Once a customer has purchased a pre-engineered metal building or metal building system, their sales person, who performs multiple functions of building consultant, building designer, technician and estimator, forwards the purchaser’s order to the steel building factory. In the top metal building factories, the factory itself fabricates all required building components in house. That way, all components are compatible and go together easily on the job site with no surprises and no waiting for components to arrive from different suppliers.
At the steel building factory, the order entry department oversees the order from start to finish, from the time the order is received until the steel building is shipped. Steel building factory staff verifies all design codes, snow and wind loads and seismic information to make sure that everything complies with the purchaser’s contract and enters the order into scheduling software to ensure that the buildings manufacture is efficiently managed.
How does one elect the best metal building to use in Cypress based on all the factors to consider?
The last thing that you need when you purchase a metal building is to find that the building is not high enough once it is erected. And if you do not understand the terminology you may have no recourse from the supplier.
If you ask a manufacturer, supplier or contractor for a building that is 16 feet high, what exactly do you mean? Are you looking for a building that has an outside side wall height of 16 feet? Do you need 16 feet of CLEAR height inside the building?
Metal building kits are traditionally sold with heights referring to the outside eave height. In the case above, the 16 feet would refer to the height on the outside from the foundation level to the top of the roof purlins (the framing members that stretch from frame to frame.
This means that the interior clear height will be quite a bit less. In a narrow building, the interior height could be only 14 feet. In a much wider metal building, the interior clear height might only be 11 feet! That's right. You could loose five feet or more in height depending on the width (we're talking perhaps 150 feet wide or more) of your building, the required design loading and the particular type of building.
The roof slope of your building can also have an impact on the clear height of your building. You may require only 14 feet in height at the side walls but need 16 feet five or six feet in from the side wall.
All of these factors should be considered when deciding on the height of your new building.

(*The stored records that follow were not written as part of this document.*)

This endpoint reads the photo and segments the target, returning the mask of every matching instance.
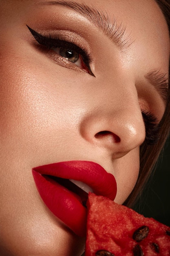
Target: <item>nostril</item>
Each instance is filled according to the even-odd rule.
[[[120,141],[120,139],[119,136],[117,135],[115,133],[113,133],[109,131],[102,131],[101,132],[99,132],[95,135],[95,137],[97,139],[102,139],[105,137],[108,137],[111,136],[114,138],[115,142],[119,142]]]

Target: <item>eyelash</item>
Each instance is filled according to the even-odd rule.
[[[38,33],[35,30],[33,30],[27,25],[26,26],[37,42],[40,45],[45,46],[47,49],[50,50],[52,48],[56,49],[63,47],[64,49],[68,49],[68,50],[71,49],[76,52],[77,54],[78,54],[79,56],[79,57],[82,60],[82,61],[83,62],[82,65],[85,66],[86,67],[86,69],[87,69],[87,72],[85,72],[92,76],[95,76],[95,75],[92,72],[90,67],[90,64],[92,62],[92,60],[90,54],[87,52],[87,51],[85,49],[82,49],[76,45],[72,43],[63,40],[63,39],[64,38],[61,39],[61,38],[59,38],[59,36],[58,36],[58,38],[57,36],[55,38],[52,38],[51,36],[44,36]],[[60,36],[61,38],[62,36],[60,35]],[[65,60],[67,59],[64,58],[64,57],[58,54],[54,51],[54,53],[55,53],[55,54],[56,55],[59,55],[62,58],[63,58]],[[69,61],[68,60],[67,60],[70,63],[72,63],[73,65],[74,65],[76,66],[76,64],[74,64],[73,63]],[[81,67],[79,67],[77,65],[77,67],[78,68],[79,67],[80,69],[81,68]],[[82,69],[85,71],[83,68],[82,68]]]
[[[145,126],[145,142],[148,145],[157,143],[159,138],[160,127],[157,118],[149,112],[142,110],[142,115]]]
[[[26,26],[37,42],[40,45],[45,46],[47,49],[64,47],[64,48],[71,49],[76,52],[81,56],[84,63],[88,68],[88,73],[95,76],[91,72],[90,67],[90,64],[92,61],[89,54],[87,53],[85,49],[83,49],[75,44],[68,41],[41,35],[27,25]],[[57,53],[55,53],[55,54],[57,55]],[[141,112],[146,131],[145,141],[148,145],[155,144],[157,143],[159,139],[160,127],[159,125],[159,121],[151,113],[142,110]]]

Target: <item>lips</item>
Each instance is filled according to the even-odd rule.
[[[71,161],[51,164],[33,168],[33,175],[46,206],[80,236],[86,234],[87,211],[84,206],[88,194],[68,180],[82,187],[86,187],[85,183],[96,195],[111,200],[114,200],[116,195],[114,176],[93,162]],[[81,182],[79,186],[77,181],[83,182],[84,186],[81,185]]]

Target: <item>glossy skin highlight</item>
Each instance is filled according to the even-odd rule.
[[[126,0],[123,6],[93,1],[126,26],[130,43],[123,51],[75,11],[42,2],[0,1],[0,252],[78,256],[84,239],[44,205],[32,169],[74,160],[97,163],[114,175],[115,201],[123,203],[139,173],[145,137],[141,109],[159,121],[165,110],[145,76],[155,70],[168,73],[169,38],[153,0]],[[51,58],[35,46],[26,25],[45,35],[59,29],[78,34],[74,40],[88,48],[95,77]]]

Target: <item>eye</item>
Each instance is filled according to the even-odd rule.
[[[148,145],[156,144],[159,138],[159,122],[150,112],[142,110],[142,115],[145,126],[145,142]]]
[[[76,64],[79,67],[81,67],[82,59],[81,59],[79,54],[74,50],[63,47],[52,48],[51,49],[69,61]]]
[[[26,25],[27,26],[27,25]],[[63,40],[62,36],[53,38],[50,36],[45,36],[33,30],[27,26],[37,42],[40,45],[44,46],[47,49],[53,51],[56,55],[62,57],[68,63],[73,64],[72,68],[75,67],[82,70],[93,76],[95,76],[91,70],[90,64],[91,59],[89,54],[85,49],[83,49],[77,45],[68,41]],[[63,36],[62,36],[63,37]],[[59,38],[60,37],[60,38]],[[63,38],[64,39],[64,38]],[[57,60],[55,58],[55,60]],[[61,64],[61,61],[58,62]],[[66,67],[66,65],[63,65]],[[70,65],[66,67],[71,68]]]

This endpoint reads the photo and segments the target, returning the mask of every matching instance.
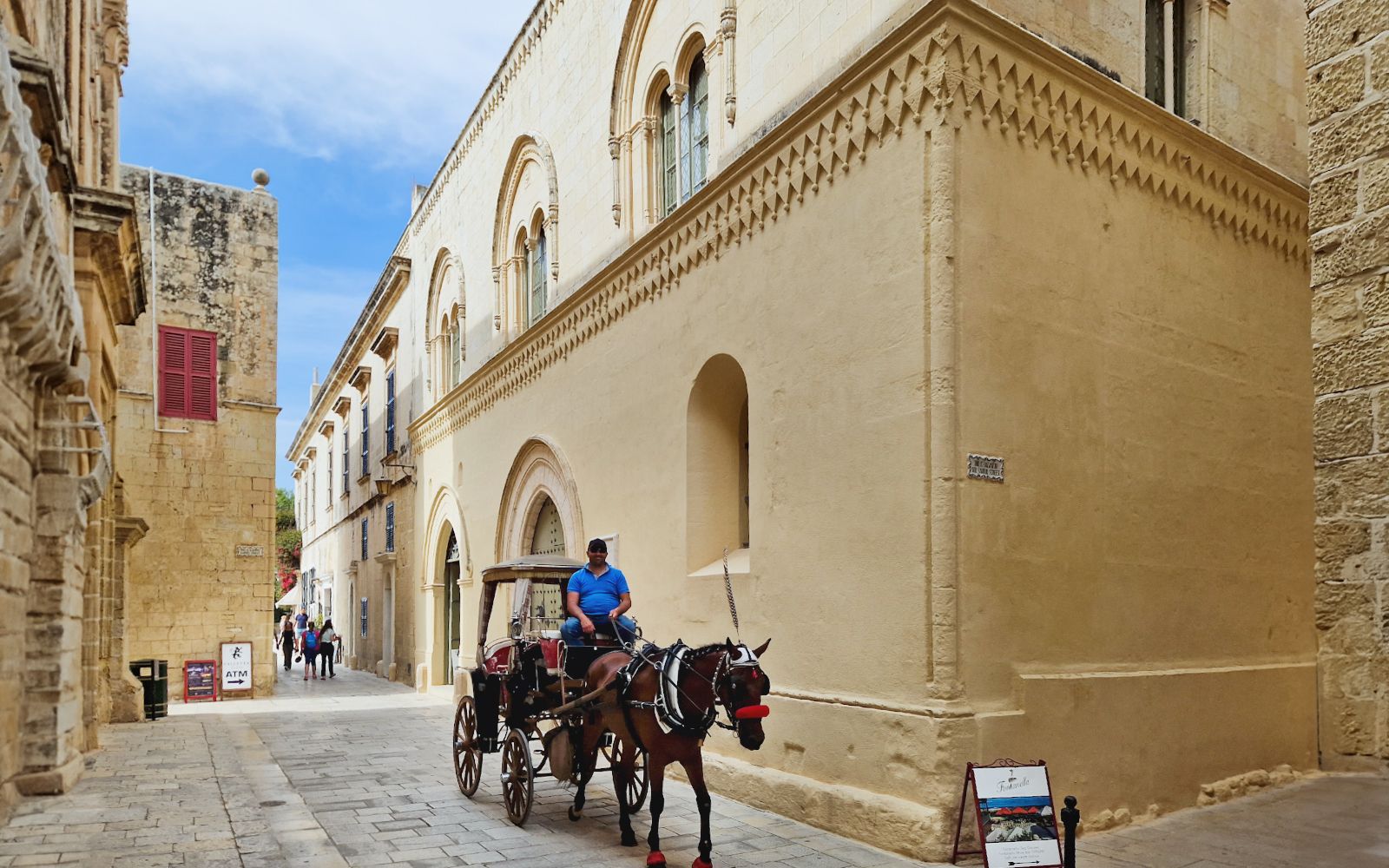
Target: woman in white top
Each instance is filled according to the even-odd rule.
[[[342,642],[342,639],[333,629],[333,619],[328,618],[324,621],[324,628],[318,631],[318,678],[338,678],[338,672],[333,671],[333,657],[338,653],[338,646],[333,643],[336,642]]]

Now I must tell you that the only places that you would loose that much height is at the frame lines. In between the frames, you would have your eave height less the height of the actual roof purlins (usually eight to twelve inches). So, if you needed 15 feet clear for a specific piece of equipment that would be placed right at the sidewall, a 16-foot eave height would often suffice.
The main thing is to discuss all of your needs clearly with your supplier whether he is a manufacturer, contractor or dealer. You owe it to yourself to ensure that the building that you place an order for will suit your needs.

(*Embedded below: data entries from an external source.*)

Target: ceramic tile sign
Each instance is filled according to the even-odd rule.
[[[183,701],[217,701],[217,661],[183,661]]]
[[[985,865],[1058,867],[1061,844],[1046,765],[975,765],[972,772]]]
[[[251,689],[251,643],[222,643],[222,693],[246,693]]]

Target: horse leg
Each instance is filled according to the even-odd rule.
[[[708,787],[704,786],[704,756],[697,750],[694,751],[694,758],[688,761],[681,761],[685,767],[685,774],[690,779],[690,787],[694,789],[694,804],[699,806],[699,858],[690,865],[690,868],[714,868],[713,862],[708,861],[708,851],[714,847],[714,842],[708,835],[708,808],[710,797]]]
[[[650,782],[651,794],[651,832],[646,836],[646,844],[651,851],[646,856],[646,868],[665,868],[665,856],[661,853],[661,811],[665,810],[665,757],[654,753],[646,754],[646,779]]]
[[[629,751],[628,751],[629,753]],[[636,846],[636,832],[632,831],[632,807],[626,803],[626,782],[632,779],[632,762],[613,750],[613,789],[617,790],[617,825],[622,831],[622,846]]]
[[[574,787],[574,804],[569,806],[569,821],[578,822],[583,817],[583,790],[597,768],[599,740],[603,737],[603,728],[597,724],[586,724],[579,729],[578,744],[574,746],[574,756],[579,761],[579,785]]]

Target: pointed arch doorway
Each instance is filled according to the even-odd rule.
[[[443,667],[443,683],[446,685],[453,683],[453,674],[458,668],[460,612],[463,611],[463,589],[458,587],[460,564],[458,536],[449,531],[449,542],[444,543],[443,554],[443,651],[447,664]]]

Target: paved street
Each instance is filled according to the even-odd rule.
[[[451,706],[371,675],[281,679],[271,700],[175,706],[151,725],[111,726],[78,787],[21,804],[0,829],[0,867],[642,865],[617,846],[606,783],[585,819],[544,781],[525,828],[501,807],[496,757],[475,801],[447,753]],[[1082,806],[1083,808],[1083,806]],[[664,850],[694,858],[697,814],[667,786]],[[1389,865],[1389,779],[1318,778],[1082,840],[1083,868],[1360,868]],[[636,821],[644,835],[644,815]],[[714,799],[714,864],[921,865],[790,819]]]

What Are The Best Building Options For Your Next Project?
Are all steel buildings the same? To the average consumer, a steel building may appear to be a cookie-cutter product and there's really no difference in quality or design from company to company.

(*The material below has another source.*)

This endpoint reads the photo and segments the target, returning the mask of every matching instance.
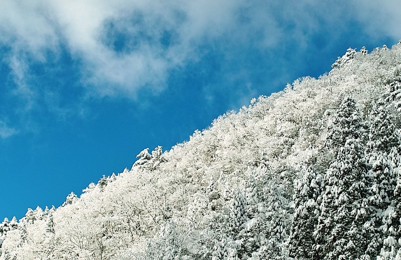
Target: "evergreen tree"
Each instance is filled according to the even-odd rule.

You can't go wrong, as long as the building provides you with enough space and it's made of "steel" it's going to last.
Right? Well let's take a look at some things you may have overlooked.
The primary framing is sort of like the backbone of your steel building.
This is where economy buildings show their true colors down the road.
But we'll get back to that later.
The secondary framing includes things like girts, purlins and eave struts.
These may seem like minor details but they reinforce the backbone of the building.
These commonly overlooked secondary details are an easy place for inferior materials to hide and an easy area for companies to cut costs.
Finally, you may have a quote that says the wall panels are 29 gauge steel.
Sounds stronger than 26 and it's just a wall panel, right? It's actually just the opposite, 26 is stronger than 29and if you happen to lose a wall panel during a storm your “steel building” will turn into a really expensive tumbleweed.
Speaking of storms, will your lower cost economy building’s primary framing holds up if you live in tornado alley, a hurricane zone or even an area with heavy snow? The fact is even an average thunderstorm can cause damage.
Ask these building owners if they're happy their building supplier took a few shortcuts.
Not to mention seismically active regions in recent storms like Hurricane Katrina, Sandy and the tornadoes that have been ripping through the Midwest lately.
Build with peace of mind, because after the contractor is done and gone, your building is protecting your valuables, your business or maybe families and children of your community.
Don't cut corners on the building that could be your legacy.